Verwaltungsdigitalisierung: Wenn Behörden kooperieren, geht’s voran – Eindrücke vom VITAKO-Abend mit Politik und IT

Berlin – Digitale Verwaltung bleibt ein deutsches Dauerthema. Wie der gordische Knoten aus Bund, Ländern, Kommunen und ihren IT-Dienstleistern vielleicht doch zu durchschlagen ist, debattierten Abgeordnete und Branchenexperten beim politischen Abend von VITAKO am 25. Juni im Haus der Bundespressekonferenz. Heraus kam eine Mischung aus Optimismus, Kritik an versäumter Abstimmung und ein Blick auf die Mammutaufgabe Governance.

heute 09:25 Uhr | 4 mal gelesen

Bei der Veranstaltung machte Prof. Dr. Martin Hoffmann, Bürgermeister und Wirtschaftsinformatiker, gleich zu Beginn klar: Fortschritt gibt’s nur mit einer starken digitalen Infrastruktur. William Schmitt von VITAKO schloss sich an und skizzierte, wie dringend Standardisierung und gemeinsame Innovationskraft nötig sind. Was als technologisches Thema daherkommt, ist in Wahrheit pure Politik: Der "Deutschland-Stack" wurde als Schlüssel zur effizienten und interoperablen Verwaltung ausgerufen, quasi als gemeinsames IT-Fundament für die Behörden in Städten, Landkreisen und Ministerien. Die Podiumsdiskussion – halb bunt gemischt, halb Insider-Runde – drehte sich schnell um bekannte Schwachstellen: Das Onlinezugangsgesetz, ursprünglich als Meilenstein gefeiert, habe zu viele Akteure mit zu wenig Abstimmung zurückgelassen. Es brauche verbindliche Governance und mehr Verantwortungsbewusstsein statt Zuständigkeitsschach. Die Runde war sich einig, dass es klare Bilder vom Ziel und transparente Abläufe braucht, aber auch unabhängige lokale IT-Kompetenz, die besonders aus der kommunalen Landschaft kommt. Ralph Brinkhaus mahnte: "Klarere Strukturen, weniger Fingerpointing – der Staat muss handlungsfähig werden, sonst verheddern wir uns ewig im Zuständigkeitsdschungel." Sein Kollege Dr. Moritz Heuberger betonte, Praxistauglichkeit und Standards sollten Vorrang haben, und bat darum, die Kommunen nicht auf den Kosten sitzen zu lassen. Parsa Marvi schloss den Reigen mit dem Hinweis: "Digitale Innovationsprojekte wie der Deutschland-Stack laufen nur gemeinsam und offen, nicht mit Einzellösungen in jedem Rathaus.“ Die Vertreter von IT-Dienstleistern wie Dataport und Komm.ONE gaben Einblick in ihren Wandel vom Datenspeicher zum Innovationstreiber. Lars Hoppmann fasste zusammen: Die Modernisierung der Verwaltung hängt an gemeinsamer Anerkennung der IT-Dienstleister auf allen Ebenen – auch bei der Finanzierung und Gesetzgebung. Offen blieb letztlich: Wird diese Erkenntnis diesmal wirklich zur Strategie?

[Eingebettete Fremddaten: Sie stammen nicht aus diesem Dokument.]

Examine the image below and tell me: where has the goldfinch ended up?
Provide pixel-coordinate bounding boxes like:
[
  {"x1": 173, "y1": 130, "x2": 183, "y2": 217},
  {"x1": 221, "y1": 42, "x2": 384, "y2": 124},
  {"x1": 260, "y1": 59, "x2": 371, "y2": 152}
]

Die Digitalisierung der deutschen Verwaltung bleibt trotz jahrelanger Bemühungen schwierig: Komplexe Koordinationswege, Unsicherheiten bei Zuständigkeiten und fehlende einheitliche Standards bremsen den Fortschritt spürbar. Beim politischen Abend von VITAKO wurde betont, dass der Deutschland-Stack, die Einbindung kommunaler IT-Dienstleister sowie eine klare Governance-Struktur zentrale Elemente für eine erfolgreiche Modernisierung sind. Trotz vieler Initiativen – etwa der geplanten Deutschland-App und der EUDI-Wallet – mangelt es an konsistenter Umsetzung und finanziellen Spielräumen insbesondere auf kommunaler Ebene. Aktuelle Recherchen zeigen: Laut FAZ wachsen die Sorgen bei Kommunen, dass sie durch die Digitalisierung finanziell überfordert werden könnten; DIE ZEIT berichtet von Verzögerungen bei Digitalisierungsprojekten durch Bürokratie und Uneinigkeit zwischen Bund und Ländern. Die Süddeutsche Zeitung hebt hervor, dass erfolgreiche Pilotprojekte häufig an fehlendem politischen Rückhalt und Schnittstellenproblemen scheitern.